Value-added measures are often criticized for providing a narrow view of a teacher's performance. Conversely, broader measures like observations are seen as too subjective. A new study shows--happily--that both types of evaluations are consistent and complementary: they predict future students' achievement. Teachers who score well on one also score well on the other. Best of all, combining them produces a stronger and more accurate measure of a teacher's effectiveness than using either alone.

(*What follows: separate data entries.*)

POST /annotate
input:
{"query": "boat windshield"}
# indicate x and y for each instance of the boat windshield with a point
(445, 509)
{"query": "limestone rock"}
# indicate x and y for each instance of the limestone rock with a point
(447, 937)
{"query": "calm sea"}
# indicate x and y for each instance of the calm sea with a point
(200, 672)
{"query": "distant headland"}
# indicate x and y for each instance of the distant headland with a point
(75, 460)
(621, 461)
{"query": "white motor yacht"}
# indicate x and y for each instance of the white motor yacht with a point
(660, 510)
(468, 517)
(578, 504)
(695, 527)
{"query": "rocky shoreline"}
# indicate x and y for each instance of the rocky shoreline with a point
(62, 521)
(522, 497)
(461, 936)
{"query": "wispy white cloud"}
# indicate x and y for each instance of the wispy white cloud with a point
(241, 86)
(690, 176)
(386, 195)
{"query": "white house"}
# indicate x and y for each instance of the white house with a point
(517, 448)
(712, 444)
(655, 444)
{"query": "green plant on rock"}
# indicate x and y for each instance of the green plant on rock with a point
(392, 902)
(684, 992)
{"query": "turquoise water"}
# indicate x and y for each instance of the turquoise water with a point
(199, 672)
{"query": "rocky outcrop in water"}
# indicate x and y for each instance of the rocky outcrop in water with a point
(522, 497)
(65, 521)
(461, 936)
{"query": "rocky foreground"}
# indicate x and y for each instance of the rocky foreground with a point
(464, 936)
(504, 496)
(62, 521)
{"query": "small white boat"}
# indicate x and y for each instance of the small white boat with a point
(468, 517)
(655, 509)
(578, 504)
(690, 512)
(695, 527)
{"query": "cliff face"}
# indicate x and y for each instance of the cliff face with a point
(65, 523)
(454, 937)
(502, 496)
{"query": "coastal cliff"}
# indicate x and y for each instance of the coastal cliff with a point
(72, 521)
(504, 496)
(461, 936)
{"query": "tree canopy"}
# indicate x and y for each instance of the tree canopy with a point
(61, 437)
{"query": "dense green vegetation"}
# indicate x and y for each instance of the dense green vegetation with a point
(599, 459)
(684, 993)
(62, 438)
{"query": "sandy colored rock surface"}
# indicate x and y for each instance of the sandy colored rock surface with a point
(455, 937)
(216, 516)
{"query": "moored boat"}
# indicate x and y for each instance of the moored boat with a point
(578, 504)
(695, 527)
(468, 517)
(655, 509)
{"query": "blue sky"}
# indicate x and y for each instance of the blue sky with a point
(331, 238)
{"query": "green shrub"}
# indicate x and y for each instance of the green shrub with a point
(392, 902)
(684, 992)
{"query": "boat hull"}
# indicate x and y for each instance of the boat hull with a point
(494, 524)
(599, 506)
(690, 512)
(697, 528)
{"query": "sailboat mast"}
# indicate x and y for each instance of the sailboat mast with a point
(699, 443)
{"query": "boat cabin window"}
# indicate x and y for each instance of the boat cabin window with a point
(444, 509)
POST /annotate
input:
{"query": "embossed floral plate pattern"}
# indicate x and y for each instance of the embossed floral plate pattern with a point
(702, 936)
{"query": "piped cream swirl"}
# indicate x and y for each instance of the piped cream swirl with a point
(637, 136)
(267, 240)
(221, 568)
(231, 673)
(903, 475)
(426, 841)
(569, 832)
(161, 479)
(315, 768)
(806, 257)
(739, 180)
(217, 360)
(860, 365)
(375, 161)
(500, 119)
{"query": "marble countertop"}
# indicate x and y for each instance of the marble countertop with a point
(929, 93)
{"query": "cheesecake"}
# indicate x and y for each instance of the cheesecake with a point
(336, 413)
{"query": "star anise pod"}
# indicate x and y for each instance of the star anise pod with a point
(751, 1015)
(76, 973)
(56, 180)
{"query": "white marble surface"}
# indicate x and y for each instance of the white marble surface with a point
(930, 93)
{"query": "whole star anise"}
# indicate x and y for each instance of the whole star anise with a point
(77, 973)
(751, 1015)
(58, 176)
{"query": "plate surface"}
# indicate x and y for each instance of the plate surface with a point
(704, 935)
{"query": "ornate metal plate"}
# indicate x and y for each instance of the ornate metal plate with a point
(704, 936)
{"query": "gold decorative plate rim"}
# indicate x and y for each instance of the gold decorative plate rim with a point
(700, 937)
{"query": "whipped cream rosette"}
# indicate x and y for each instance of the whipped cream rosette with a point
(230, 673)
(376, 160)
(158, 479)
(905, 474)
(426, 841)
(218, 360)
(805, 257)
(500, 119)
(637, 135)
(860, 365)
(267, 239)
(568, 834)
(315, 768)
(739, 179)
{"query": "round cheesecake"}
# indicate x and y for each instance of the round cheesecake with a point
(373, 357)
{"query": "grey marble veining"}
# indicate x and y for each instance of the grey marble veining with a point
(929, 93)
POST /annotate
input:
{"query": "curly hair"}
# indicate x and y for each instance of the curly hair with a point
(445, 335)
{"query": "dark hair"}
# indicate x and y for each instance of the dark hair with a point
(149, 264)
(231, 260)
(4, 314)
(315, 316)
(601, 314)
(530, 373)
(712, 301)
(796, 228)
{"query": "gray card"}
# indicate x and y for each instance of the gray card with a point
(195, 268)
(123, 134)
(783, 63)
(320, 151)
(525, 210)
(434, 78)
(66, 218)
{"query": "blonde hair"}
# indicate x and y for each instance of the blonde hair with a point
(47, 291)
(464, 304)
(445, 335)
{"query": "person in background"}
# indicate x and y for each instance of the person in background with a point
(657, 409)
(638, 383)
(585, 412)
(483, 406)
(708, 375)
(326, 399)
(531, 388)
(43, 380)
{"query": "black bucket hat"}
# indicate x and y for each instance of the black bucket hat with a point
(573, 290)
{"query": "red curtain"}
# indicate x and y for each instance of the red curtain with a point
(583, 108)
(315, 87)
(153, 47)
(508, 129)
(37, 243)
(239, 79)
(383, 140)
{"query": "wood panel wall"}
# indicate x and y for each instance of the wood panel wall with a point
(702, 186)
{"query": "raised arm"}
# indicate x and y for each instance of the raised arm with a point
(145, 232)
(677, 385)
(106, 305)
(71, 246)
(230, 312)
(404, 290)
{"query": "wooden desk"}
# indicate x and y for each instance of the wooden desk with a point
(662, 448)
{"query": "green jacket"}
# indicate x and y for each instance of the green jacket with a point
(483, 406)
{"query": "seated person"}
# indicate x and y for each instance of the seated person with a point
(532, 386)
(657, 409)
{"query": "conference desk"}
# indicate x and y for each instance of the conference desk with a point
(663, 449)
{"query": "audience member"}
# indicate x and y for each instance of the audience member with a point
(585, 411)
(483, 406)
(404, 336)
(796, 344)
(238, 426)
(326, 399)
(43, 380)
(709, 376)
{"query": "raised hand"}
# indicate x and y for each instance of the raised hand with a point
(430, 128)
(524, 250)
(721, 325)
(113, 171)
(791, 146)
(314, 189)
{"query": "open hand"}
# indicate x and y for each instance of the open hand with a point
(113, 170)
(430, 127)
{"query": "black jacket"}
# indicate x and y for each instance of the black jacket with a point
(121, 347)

Jonah E. Rockoff and Cecilia Speroni of Columbia University looked at the ability of three measures to predict teacher effectiveness: a rigorous job application process, observations and ratings by trained mentors, and value-added calculations based on students' math and English scores.
Here's a scorecard that sorts out the rather complicated relationship between these evaluations and student performance:
As suggested by these findings, it's not clear why schools need to look at mentor scores at all. After all, wouldn't it be simpler to base a teacher's evaluation entirely on student test data?
The answer is that for teachers in the middle--neither exemplary nor especially weak--value-added data is the least reliable measure. But for these same teachers, as Rockoff and Speroni show, the input provided by the mentors is especially meaningful and provides a way to increase the reliability of their evaluations.
In a few months, we'll get an even better grasp on this issue when the Bill and Melinda Gates Foundation releases the second set of findings from its Measures of Effective Teaching study--this time looking at the correlation between evaluation and test scores.